Oxford-format phased reference panel

--haps <filename> [{ref-first | ref-last}]
--legend <filename> <chromosome code>

--haps causes the named Oxford-format phased haplotype file to be imported. If (and only if) the --haps file does not contain header columns, it is also necessary to use --legend to specify the chromosome code and the .legend file with the rest of the variant information.

When this isn't used with --sample, the new sample IDs are of the form 'per#', starting with 'per0'.

PLINK 1 text genotype

--pedmap <prefix>

--ped <filename>
--map <filename>

--tfile <prefix>

--tped <filename>
--tfam <filename>

The --pedmap flag causes the PLINK 1 sample-major text genotype fileset prefix.ped + prefix.map to be imported. --ped and --map allow you to specify the filenames separately.

Similarly, the --tfile flag causes the PLINK 1 variant-major text genotype fileset prefix.tped + prefix.tfam to be imported, --tped and --tfam allow you to specify the filenames separately.

Note that the old flag for importing PLINK 1 sample-major text filesets, '--file', causes PLINK 2 to error out; it is not automatically translated to '--pedmap'. This is because continued usage of .ped + .map filesets is usually a mistake. The format is simultaneously highly inefficient, even relative to other text formats, and limited in scope (unobserved minor allele codes can't be stored).

PLINK 1 dosage

--import-dosage <file> ['noheader'] ['id-delim='<char>] ['skip0='<i>]
                       ['skip1='<j>] ['skip2='<k>] ['dose1'] ['format='<mode>]
                       [{ref-first | ref-last}] ['single-chr='<code>]
                       ['chr-col-num='<col #>] ['pos-col-num='<col #>]

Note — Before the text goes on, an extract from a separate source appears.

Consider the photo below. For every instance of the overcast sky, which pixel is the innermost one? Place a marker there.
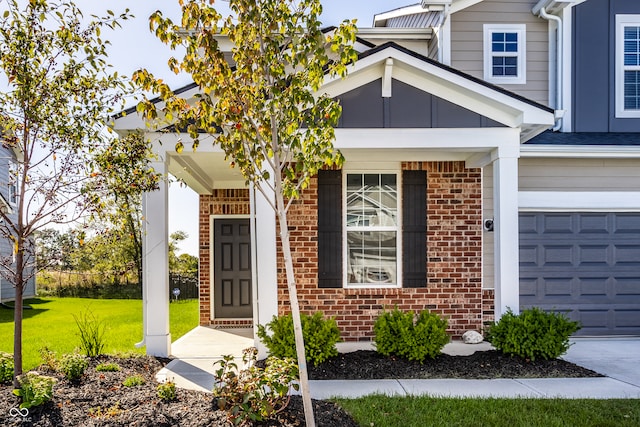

--import-dosage causes the named PLINK 1 dosage file to be imported.

  • You must also specify a sample information file with --fam/--psam.
  • By default, PLINK assumes that the file contains a header line, which has 'SNP' in (1-based) column i+1, 'A1' in column i+j+2, 'A2' in column i+j+3, and sample FID/IIDs starting from column i+j+k+4. (i/j/k are normally zero, but can be changed with 'skip0', 'skip1', and 'skip2' respectively. FID/IID are normally assumed to be separate tokens, but if they're merged into a single token you can specify the delimiter with 'id-delim='.) If such a header line is not present, use the 'noheader' modifier; samples will then be assumed to appear in the same order as they do in the .psam/.fam file.
  • You may specify a companion .map file with --map. If you do not,
    • 'single-chr=' can be used to specify that all variants are on the named chromosome. Otherwise, you can use 'chr-col-num=' to read chromosome codes from the given (1-based) column number.
    • 'pos-col-num=' causes base-pair coordinates to be read from the given column number.
  • The 'format=' modifier lets you specify the number of values used to represent each dosage. 'format=1' normally indicates a single 0..2 allele 1 expected count; 'dose1' modifies this to a 0..1 frequency. 'format=2' indicates a 0..1 homozygous A1 likelihood followed by a 0..1 het likelihood. 'format=3' indicates 0..1 hom A1, 0..1 het, 0..1 hom A2. 'format=infer' (the default) infers the format from the number of columns in the first nonheader line.
    Note that, for 'format=3', the third value in each triplet is not actually parsed by PLINK; as a result, '0 0 0' is interpreted as homozygous A2 rather than a missing call.
  • By default, the A2 allele is treated as the provisional reference; 'ref-first' and 'ref-last' have the usual effect.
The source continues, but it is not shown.